Les gestionnaires de caisses de retraite jouent la carte de la sélectivité face au marché du crédit. Ce qui n’empêche pas de donner à cette prudence manifestée à l’endroit des titres à revenu fixe une saveur plus internationale.

« Nous sommes plus près de la fin du cycle, résume Christine Girvan, directrice principale, chef de la distribution au Canada de la firme MFS. La liquidité du marché obligataire est moins élevée aujourd’hui qu’au début de la crise financière mondiale. La sélection des titres devient plus importante que jamais, les écarts de taux s’étant resserrés dans l’ensemble et la compensation pour la prise de risque ayant diminué. »

Ce faisant, à court et à moyen terme, la probabilité que la Banque du Canada abaisse plutôt que relève son taux directeur est plus élevée. « Nous continuons de croire que les taux d’intérêt et la croissance économique canadienne resteront faibles pendant une période prolongée », ajoute Mme Girvan.

Les obligations peuvent devenir plus risquées dans cet environnement de fin de cycle caractérisé par un taux d’endettement élevé et par un effet de levier grandissant, ajoute Jean-Michel Charette. Le directeur adjoint, Investissements à Blue Bridge retient également un scénario de recul des taux directeurs.

Jean-François Pépin, directeur principal, Financement, trésorerie et caisses de retraite à Hydro-Québec, observe cette frilosité grandissante face au marché du crédit en fin d’expansion depuis plus de dix ans.

« Surtout pour le crédit de moindre qualité. Nous faisons preuve de plus de modération face, notamment, aux obligations à haut rendement et au crédit privé. »

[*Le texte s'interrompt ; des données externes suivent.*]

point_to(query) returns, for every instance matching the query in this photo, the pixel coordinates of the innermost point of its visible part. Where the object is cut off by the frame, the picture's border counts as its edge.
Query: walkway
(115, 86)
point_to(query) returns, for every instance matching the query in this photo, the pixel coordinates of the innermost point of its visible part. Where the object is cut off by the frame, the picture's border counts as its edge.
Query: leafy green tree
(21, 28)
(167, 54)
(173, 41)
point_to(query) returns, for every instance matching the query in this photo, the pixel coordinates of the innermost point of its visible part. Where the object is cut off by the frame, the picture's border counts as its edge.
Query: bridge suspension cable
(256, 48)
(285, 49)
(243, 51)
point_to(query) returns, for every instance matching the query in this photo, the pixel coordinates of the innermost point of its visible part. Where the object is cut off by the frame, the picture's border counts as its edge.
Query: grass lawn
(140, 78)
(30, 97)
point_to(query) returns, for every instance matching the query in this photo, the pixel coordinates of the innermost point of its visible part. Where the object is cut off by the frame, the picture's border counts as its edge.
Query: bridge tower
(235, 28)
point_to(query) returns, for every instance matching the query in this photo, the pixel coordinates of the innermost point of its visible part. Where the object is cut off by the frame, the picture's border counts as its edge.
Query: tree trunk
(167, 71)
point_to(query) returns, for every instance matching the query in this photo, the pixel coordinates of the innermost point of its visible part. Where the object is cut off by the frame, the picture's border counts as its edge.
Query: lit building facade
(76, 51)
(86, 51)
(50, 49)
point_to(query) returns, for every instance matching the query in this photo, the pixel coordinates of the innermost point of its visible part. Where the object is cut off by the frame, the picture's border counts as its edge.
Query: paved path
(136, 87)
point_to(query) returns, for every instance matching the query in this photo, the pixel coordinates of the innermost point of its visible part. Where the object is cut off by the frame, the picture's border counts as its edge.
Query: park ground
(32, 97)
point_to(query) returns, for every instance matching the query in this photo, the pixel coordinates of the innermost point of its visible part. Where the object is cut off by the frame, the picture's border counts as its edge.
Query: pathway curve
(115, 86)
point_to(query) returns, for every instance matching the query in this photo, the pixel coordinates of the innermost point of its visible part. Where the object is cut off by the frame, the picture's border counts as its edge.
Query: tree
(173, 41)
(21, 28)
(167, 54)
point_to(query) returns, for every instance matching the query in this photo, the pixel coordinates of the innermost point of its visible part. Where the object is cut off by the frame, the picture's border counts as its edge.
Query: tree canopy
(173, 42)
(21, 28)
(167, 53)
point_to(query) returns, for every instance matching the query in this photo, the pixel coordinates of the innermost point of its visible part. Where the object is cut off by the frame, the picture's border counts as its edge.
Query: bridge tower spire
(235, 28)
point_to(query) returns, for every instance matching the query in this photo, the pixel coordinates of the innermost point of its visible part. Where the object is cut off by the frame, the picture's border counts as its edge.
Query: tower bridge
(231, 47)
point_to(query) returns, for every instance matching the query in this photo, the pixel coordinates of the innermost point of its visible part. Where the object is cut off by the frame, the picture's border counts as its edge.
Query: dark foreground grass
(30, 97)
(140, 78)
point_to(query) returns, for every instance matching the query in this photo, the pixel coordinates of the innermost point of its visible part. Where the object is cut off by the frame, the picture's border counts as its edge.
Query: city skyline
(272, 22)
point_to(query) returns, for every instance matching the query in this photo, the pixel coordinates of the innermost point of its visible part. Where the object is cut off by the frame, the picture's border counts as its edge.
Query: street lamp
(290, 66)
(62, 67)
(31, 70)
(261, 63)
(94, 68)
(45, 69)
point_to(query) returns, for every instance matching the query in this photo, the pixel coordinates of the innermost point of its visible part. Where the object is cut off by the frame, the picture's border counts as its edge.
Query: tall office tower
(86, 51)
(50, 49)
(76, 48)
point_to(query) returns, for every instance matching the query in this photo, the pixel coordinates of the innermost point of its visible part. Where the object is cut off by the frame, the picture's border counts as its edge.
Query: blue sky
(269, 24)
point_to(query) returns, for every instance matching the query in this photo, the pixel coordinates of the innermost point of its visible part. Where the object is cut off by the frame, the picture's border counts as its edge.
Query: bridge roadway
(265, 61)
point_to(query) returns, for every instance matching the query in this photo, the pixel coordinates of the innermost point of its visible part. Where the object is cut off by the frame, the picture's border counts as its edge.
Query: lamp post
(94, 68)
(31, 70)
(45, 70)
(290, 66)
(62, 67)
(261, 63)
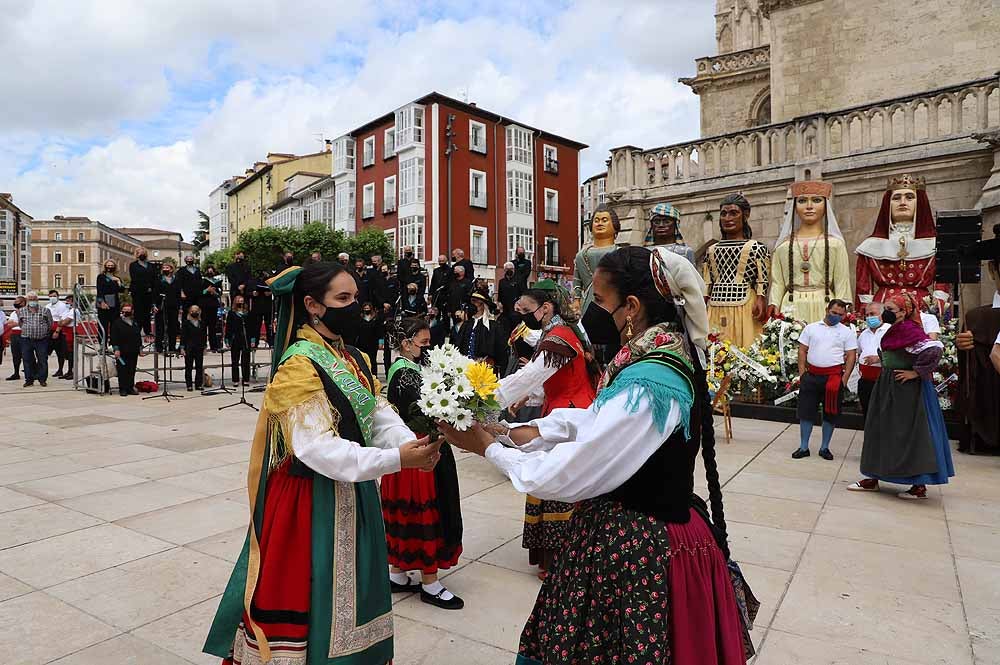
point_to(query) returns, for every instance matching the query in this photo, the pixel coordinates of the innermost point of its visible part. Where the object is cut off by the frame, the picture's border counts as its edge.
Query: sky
(132, 112)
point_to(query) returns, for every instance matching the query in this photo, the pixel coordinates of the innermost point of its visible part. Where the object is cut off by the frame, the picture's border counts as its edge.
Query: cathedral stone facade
(848, 91)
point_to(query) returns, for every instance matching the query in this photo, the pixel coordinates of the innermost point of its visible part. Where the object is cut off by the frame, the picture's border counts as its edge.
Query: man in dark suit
(126, 340)
(190, 283)
(142, 281)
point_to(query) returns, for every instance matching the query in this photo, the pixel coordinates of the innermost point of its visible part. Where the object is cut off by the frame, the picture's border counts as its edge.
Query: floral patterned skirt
(610, 594)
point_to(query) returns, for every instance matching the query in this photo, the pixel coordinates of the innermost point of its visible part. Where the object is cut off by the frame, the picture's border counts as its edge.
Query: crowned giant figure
(898, 257)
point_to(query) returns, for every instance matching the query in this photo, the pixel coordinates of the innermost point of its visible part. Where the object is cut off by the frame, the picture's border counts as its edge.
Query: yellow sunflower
(482, 378)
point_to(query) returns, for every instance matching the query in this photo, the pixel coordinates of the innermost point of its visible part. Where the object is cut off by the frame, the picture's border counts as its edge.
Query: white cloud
(600, 72)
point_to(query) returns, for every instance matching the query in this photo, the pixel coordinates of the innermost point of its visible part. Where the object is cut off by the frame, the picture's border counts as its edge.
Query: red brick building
(440, 174)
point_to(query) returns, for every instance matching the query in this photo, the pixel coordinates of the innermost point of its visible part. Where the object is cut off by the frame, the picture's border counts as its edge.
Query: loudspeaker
(957, 230)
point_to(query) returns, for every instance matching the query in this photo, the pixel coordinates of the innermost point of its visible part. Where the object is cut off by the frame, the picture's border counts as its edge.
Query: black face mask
(343, 321)
(530, 321)
(600, 325)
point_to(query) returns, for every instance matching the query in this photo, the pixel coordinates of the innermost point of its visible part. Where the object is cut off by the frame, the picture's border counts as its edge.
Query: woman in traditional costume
(310, 584)
(906, 442)
(643, 576)
(810, 265)
(422, 513)
(559, 366)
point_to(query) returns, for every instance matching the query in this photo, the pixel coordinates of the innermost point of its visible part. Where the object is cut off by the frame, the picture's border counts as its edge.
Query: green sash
(398, 365)
(362, 401)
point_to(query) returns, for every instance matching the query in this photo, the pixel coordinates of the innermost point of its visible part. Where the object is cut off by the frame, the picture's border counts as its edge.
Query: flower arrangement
(457, 390)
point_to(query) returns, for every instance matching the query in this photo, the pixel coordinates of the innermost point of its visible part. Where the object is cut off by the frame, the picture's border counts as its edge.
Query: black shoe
(455, 603)
(409, 587)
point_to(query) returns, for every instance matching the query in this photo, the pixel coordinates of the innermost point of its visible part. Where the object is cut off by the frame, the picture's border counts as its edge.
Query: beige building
(72, 250)
(15, 248)
(848, 91)
(261, 187)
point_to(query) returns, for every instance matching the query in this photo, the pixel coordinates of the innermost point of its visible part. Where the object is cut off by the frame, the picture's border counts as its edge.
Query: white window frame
(477, 199)
(550, 158)
(551, 211)
(411, 181)
(368, 152)
(368, 201)
(480, 257)
(411, 234)
(519, 145)
(389, 143)
(389, 196)
(477, 146)
(520, 192)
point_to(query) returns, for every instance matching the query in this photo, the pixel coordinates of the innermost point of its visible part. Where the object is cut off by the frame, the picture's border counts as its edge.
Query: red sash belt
(833, 376)
(870, 372)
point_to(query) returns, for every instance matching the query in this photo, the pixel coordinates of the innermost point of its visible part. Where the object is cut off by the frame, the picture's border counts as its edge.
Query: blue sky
(132, 112)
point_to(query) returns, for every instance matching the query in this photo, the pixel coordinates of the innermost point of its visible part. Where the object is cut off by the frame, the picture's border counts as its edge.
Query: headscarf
(680, 282)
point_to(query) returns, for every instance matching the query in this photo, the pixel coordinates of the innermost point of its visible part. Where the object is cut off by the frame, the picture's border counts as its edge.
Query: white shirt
(316, 444)
(869, 343)
(572, 460)
(827, 344)
(930, 323)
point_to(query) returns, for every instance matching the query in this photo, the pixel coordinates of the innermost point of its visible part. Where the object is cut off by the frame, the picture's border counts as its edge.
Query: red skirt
(414, 534)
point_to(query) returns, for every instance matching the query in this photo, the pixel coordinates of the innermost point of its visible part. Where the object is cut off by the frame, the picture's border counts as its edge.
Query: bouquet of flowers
(457, 390)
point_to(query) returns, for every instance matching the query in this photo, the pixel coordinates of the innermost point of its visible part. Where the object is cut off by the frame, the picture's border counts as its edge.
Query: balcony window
(368, 152)
(518, 145)
(551, 205)
(551, 161)
(477, 137)
(520, 192)
(477, 189)
(368, 201)
(389, 146)
(389, 195)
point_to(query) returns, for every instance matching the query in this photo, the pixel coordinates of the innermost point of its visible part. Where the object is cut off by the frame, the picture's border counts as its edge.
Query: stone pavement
(120, 519)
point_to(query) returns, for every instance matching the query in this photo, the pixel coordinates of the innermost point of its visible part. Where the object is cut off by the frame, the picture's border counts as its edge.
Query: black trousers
(194, 359)
(166, 329)
(126, 373)
(240, 358)
(143, 306)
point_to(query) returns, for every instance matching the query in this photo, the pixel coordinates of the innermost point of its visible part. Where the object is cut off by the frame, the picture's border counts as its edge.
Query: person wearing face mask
(640, 549)
(189, 279)
(238, 340)
(168, 300)
(109, 290)
(315, 559)
(562, 364)
(827, 352)
(869, 345)
(194, 339)
(906, 441)
(36, 332)
(126, 341)
(143, 278)
(421, 511)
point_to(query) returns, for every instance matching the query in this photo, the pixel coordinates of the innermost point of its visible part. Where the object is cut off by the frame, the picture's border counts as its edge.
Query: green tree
(201, 232)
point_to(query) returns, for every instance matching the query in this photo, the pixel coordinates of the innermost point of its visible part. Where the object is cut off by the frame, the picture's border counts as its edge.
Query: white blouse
(316, 444)
(584, 453)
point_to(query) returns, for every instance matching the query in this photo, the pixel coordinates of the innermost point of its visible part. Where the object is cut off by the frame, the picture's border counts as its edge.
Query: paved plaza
(120, 520)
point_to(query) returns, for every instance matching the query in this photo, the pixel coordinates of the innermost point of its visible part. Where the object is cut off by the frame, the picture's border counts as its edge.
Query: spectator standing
(193, 342)
(126, 341)
(142, 284)
(36, 331)
(109, 290)
(827, 352)
(190, 284)
(238, 339)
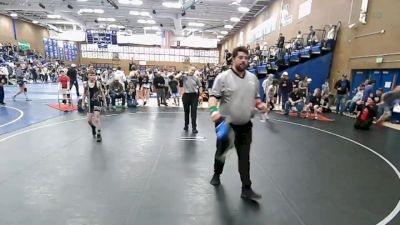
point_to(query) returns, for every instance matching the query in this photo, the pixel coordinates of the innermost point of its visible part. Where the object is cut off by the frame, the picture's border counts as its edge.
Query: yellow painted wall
(26, 32)
(382, 14)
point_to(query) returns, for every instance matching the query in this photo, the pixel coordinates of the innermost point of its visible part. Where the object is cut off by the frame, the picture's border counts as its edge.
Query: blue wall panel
(317, 69)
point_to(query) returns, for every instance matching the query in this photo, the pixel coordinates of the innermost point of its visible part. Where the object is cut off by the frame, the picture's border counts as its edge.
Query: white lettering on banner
(286, 19)
(305, 9)
(263, 29)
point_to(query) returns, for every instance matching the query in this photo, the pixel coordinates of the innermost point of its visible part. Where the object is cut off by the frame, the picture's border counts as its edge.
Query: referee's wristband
(213, 109)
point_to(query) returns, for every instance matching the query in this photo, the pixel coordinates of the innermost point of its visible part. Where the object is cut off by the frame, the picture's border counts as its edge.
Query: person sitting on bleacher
(366, 116)
(351, 105)
(285, 88)
(328, 41)
(369, 90)
(296, 80)
(297, 44)
(314, 104)
(117, 91)
(64, 81)
(311, 38)
(296, 99)
(303, 86)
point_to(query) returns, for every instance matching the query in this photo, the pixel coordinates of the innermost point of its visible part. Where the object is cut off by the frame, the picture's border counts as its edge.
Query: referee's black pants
(190, 102)
(242, 142)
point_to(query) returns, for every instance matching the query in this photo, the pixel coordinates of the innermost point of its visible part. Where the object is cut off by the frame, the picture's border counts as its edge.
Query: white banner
(305, 9)
(263, 29)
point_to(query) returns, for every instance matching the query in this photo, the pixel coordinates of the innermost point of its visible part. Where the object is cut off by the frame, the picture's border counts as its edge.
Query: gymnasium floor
(148, 171)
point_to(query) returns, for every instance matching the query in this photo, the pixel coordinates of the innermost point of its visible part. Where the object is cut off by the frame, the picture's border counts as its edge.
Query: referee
(236, 91)
(190, 98)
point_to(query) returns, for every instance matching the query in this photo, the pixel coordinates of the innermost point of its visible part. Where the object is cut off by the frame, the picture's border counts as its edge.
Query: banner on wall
(24, 46)
(263, 29)
(305, 9)
(286, 17)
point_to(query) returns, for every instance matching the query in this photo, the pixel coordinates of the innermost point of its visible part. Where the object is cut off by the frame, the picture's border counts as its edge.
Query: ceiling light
(146, 21)
(193, 24)
(131, 2)
(106, 19)
(191, 29)
(136, 13)
(175, 5)
(98, 11)
(243, 9)
(54, 16)
(235, 19)
(151, 28)
(111, 26)
(144, 13)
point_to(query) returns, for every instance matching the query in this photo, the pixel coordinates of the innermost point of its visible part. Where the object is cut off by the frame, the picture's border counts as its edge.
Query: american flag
(166, 38)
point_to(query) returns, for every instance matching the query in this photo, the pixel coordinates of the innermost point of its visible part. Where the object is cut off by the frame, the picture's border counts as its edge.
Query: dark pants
(1, 93)
(114, 96)
(74, 83)
(160, 96)
(243, 138)
(190, 102)
(285, 98)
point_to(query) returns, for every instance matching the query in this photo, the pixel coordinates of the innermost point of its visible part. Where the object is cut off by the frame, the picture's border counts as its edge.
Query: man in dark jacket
(73, 76)
(159, 84)
(286, 87)
(343, 87)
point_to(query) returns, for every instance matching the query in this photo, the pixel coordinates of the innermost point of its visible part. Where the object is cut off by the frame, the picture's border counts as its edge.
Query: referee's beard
(240, 67)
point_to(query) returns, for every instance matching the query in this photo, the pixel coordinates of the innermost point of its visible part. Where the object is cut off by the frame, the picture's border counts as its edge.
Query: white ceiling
(214, 14)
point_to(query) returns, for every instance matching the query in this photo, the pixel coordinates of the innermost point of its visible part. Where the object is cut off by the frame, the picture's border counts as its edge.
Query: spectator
(228, 58)
(2, 81)
(190, 98)
(281, 47)
(21, 81)
(159, 85)
(295, 99)
(364, 119)
(117, 91)
(271, 91)
(369, 90)
(120, 76)
(72, 74)
(64, 81)
(297, 80)
(356, 100)
(311, 38)
(314, 104)
(303, 87)
(173, 84)
(286, 87)
(266, 83)
(343, 87)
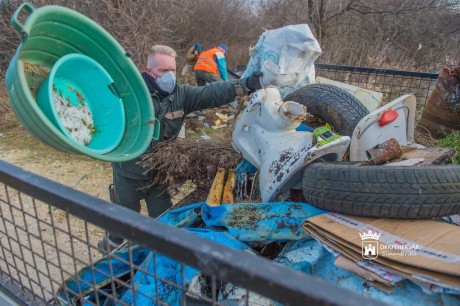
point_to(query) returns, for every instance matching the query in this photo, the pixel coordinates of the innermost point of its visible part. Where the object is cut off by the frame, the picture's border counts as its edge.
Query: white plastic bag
(286, 56)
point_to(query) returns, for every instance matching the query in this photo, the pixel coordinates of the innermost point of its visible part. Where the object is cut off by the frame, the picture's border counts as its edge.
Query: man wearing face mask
(171, 103)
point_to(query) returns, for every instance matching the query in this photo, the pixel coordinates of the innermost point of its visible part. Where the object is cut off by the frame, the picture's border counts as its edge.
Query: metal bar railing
(254, 273)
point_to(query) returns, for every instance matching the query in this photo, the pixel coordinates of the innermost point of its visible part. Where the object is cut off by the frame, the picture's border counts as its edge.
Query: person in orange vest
(211, 66)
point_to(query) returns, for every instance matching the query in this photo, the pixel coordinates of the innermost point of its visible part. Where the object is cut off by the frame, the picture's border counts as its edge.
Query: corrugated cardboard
(436, 262)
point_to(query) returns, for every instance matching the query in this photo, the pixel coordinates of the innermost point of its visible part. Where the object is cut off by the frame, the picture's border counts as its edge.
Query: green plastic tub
(48, 34)
(77, 99)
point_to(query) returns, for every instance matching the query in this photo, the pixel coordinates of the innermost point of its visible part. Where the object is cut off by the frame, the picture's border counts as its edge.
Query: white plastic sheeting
(286, 57)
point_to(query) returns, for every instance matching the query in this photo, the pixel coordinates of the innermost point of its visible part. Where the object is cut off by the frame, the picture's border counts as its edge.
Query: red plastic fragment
(388, 117)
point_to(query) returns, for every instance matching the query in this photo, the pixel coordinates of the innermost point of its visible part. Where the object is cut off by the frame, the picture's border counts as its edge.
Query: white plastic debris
(286, 57)
(76, 119)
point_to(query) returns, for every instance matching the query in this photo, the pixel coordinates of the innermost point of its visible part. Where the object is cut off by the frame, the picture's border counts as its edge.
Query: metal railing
(49, 234)
(391, 83)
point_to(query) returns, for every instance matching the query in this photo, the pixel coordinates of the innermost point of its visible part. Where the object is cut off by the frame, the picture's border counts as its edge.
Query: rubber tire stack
(383, 191)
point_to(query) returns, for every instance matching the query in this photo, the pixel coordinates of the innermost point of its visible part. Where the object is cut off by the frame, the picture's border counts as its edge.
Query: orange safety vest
(206, 61)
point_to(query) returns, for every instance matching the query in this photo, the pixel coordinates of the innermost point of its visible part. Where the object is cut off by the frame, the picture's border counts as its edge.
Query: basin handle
(17, 24)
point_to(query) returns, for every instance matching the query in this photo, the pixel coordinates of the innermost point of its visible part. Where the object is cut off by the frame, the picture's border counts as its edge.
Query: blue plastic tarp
(261, 222)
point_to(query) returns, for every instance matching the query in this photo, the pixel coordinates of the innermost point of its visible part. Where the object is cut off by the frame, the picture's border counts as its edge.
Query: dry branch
(189, 159)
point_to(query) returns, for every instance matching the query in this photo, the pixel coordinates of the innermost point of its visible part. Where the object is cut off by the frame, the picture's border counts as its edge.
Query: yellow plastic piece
(227, 197)
(215, 194)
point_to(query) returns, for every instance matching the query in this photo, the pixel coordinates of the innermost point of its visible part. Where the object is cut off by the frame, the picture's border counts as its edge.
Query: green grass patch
(452, 140)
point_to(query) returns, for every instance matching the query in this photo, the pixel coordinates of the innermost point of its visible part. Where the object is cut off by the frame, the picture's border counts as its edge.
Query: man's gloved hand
(253, 82)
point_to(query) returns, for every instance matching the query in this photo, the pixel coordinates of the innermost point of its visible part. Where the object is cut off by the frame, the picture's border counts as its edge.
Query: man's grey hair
(162, 49)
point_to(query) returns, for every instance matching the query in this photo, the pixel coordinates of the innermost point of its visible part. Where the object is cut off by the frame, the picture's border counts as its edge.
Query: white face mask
(167, 82)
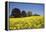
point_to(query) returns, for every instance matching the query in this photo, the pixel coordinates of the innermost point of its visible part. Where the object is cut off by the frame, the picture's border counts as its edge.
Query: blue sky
(34, 8)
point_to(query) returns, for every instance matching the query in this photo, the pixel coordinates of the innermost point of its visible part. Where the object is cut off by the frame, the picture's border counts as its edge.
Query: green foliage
(33, 22)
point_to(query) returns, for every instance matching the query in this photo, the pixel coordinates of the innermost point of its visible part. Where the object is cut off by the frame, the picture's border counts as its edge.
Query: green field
(33, 22)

Qui dit fin de cycle dit levier et risque de défaut accrus. « Le risque de perte est plus élevé que le potentiel d’une bonification du taux d’intérêt nominal des obligations à coupons. » Il ajoute qu’avec cette courbe de rendement plutôt plate, il n’y a pas d’appétit pour la duration. D’autant qu’avec les taux d’intérêt demeurant historiquement bas au Canada, il n’y a pas d’incitation à prendre un risque sur la durée.

Au demeurant, l’impact d’une baisse des taux d’intérêt dans un contexte de récession ou de crise se ferait davantage ressentir dans l’échéance de 5 à 10 ans.

Le régime de retraite d’Hydro-Québec abrite un actif de 26 milliards de dollars. « Nous sommes grosso modo à 57 % en revenu variable, et à 43 % en revenu fixe. Ce dernier segment est assez diversifié, comprenant des obligations gouvernementales, fédérales et provinciales, et d’entreprises de qualité. On y retrouve également un peu d’obligations à rendement réel, dans le but d’offrir une protection contre l’inflation, et un peu d’émergents », énumère le gestionnaire.

Cela vaut pour l’actif. Côté passif, Sylvain Gareau, vice-président responsable du régime de retraite au Mouvement Desjardins, rappelle que « nous ne sommes pas là pour spéculer. Nous ne nous occupons pas de l’évolution au jour le jour des taux. Nous ne prenons pas de risque de marché. Notre priorité est de nous assurer d’un appariement adéquat avec nos engagements. » La caisse de retraite de l’institution coopérative coiffe un actif sous gestion de 14 milliards. Elle est environ à 50 % en obligations. Dans ce segment, « nous sommes à 85 % Canada long terme, comme c’est le cas pour la majorité des caisses à prestations déterminées ».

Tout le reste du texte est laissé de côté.